2006-Mar-27 by Laughcalvin
First there was the Jewish Mafia and lately there was hushed talk of the dreaded Gay Mafia. In between was there an Irish Mafia in Hollywood? When the members were grilled about it, they said they had no recollection due to the inordinate amount of alcohol consumed at the meetings and if there was talk of someone being whacked, it would more than likely have been Flann the barkeep for running out of Irish Dew. Let Cagney deny it:
"So much blarney has been written about Hollywood's Irish Mafia that a few words on the subject would seem salutary. There was a period in the early 1940's when Pat O'Brien, Frank McHugh, Ralph Bellamy, Spencer Tracy, Lynne Overman, Frank Morgan, and I would get together once a week, have dinner, and make the talk. That's all there was to it. Simply go into the week's happenings, and if there was a story to be told, or jokes to be let loose, that was the place and that was the time. Laughter and fun among some old friends, nothing more. But Hollywood being what it is--that flatulent cave of the winds, John Barrymore called it--all kinds of ridiculous connotations were put on our little get-togethers.
LA Meme
2006-Mar-9 by Laughcalvin
Peggy Archer, Pro Grip and Filmmaker, memes LA. I would but no time. Check it out.
Art/Film Convergence Minus Happy Ending
2006-Jan-26 by Laughcalvin

Suaire de Mondo Cane by Yves Klein, was comissioned by one of the early 'shockumenatry' Italian Filmmaking duos, Gualtiero Jacopetti and Franco Prosperi, for their 1962 film Mondo Cane.

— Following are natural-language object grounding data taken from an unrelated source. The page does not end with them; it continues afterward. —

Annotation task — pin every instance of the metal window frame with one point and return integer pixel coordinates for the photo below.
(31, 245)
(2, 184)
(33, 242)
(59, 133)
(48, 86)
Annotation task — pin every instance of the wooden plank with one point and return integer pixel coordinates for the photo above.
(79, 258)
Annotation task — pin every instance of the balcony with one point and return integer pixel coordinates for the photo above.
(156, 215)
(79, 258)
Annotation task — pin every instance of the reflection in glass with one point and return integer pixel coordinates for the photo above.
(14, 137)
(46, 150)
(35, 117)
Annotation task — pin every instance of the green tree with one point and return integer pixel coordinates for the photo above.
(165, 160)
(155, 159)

Klien's method was to let beautiful women bathe in ultramarine blue paint and then have these human brushes produce body prints as it was filmed. He was a very spiritual person and was later shocked to see his work depicted in the film in such a horrible manner and after the premier, soon died of a heart attack. Great Poster but an even more beautiful painting. The film is available on ebay and I believe Amazon. Via the excellent BitterCinema
Hollystory 3: The Mutoscope
2006-Jan-26 by Laughcalvin
Before the projector became the means for film viewing, there was the Mutoscope.

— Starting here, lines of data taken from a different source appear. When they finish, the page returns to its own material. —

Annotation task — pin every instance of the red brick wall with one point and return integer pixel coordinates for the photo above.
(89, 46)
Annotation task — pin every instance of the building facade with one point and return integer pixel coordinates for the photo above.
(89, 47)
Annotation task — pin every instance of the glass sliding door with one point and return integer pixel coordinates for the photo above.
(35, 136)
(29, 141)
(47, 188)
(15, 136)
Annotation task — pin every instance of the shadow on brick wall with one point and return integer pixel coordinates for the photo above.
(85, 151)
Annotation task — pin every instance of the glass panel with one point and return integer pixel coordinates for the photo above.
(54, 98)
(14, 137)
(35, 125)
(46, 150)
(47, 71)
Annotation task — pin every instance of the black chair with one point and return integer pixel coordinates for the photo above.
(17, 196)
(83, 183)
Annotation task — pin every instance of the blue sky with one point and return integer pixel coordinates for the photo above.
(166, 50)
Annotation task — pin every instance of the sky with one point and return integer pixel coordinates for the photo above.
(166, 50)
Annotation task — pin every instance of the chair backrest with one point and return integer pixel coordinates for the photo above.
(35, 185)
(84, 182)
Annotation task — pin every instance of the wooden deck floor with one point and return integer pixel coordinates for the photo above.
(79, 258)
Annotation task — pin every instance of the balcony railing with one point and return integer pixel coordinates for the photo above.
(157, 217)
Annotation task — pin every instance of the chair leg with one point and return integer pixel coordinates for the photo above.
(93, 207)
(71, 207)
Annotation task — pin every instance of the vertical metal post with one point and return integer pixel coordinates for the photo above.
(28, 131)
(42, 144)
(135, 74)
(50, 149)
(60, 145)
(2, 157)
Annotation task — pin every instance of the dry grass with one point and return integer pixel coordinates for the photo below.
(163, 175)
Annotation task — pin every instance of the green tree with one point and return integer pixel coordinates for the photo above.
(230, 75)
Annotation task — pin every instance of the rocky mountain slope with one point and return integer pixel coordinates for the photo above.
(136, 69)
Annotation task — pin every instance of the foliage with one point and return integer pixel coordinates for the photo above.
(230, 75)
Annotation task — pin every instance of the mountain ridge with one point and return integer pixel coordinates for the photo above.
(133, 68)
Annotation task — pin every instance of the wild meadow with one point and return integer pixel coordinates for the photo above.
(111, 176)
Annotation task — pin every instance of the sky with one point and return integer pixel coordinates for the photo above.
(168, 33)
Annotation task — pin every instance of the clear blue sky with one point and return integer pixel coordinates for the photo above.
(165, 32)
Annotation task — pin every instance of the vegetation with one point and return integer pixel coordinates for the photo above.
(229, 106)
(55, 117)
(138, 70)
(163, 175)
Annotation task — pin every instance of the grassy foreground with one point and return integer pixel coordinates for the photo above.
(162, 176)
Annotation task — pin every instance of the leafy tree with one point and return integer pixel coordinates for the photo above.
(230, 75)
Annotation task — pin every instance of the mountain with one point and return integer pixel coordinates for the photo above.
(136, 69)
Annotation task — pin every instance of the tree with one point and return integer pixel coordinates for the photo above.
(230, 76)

Herman Casler, an American, invented this contraption in 1894. After dropping some coin in the slot and gazing inside (much like with the late 70s View-Master) a series of cards with pictures of a moving subject could be seen. A handle was turned which flipped the cards and made the subject appear to move.
Many of the early cards were of the mildly sexual variety. Women undressing, for example, was a popular theme ("By jove, that's an excellent corset"). Because of their proclivity for sporting a peeping Tom-like character, many Mutoscopes began to bare the inscription: "what the butler saw". Sometimes they were referred all together as "what the butler saw" machines.

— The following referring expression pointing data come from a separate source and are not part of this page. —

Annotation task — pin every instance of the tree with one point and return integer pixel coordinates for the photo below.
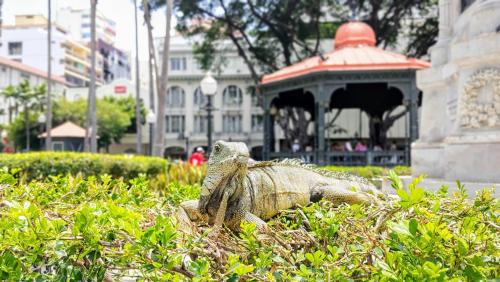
(137, 85)
(29, 97)
(161, 81)
(92, 115)
(114, 117)
(48, 126)
(270, 34)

Check out http//:www.filmsite.org/pre20sintro.html for more info
Hollystory (that's Hol-i-sto-ree) 2: The Special Effect
2006-Jan-12 by Laughcalvin

The French are responsible for the first special effect. But if it's any consolation, you fans of "freedom" fries, it was a complete accident.
It was the 1890s in Paris and early filmmaker Georges Melies was capturing: traffic. His personal narration may have gone somezing like this (please supply your own faux-accent):
Ze horses trudge by. Zeir dung produces a foul stench in ze air. I take anozer deep drag hoping to occlude my nasal passages. I am dizzy and a song from my youth plays in my head. For a moment I escape from ze drudgeries of life.
As a bus passed by in front of Melies' camera, the camera jammed. Once he got it working again, a hearse passed by. When Melies developed the film he found that it appeared as if the bus turned into the hearse. Viola- the first special effect.
Hollistory (you see, that's Hollywood and history combined)
2005-Dec-17 by Laughcalvin
Did you know that the elephants at the Hollywood/Highland complex were modelled after those built for the set of D.W. Griffith's 1916 film "Intolerance"? In fact those OEs (that's original elephants) stood for eight years along Sunset Blvd right where the Vista Theatre is located now. "Intolerance", the most expensive film of its time, employed 60,000 people! It flopped, and the elephants were demolished years later as they posed quite the fire hazard.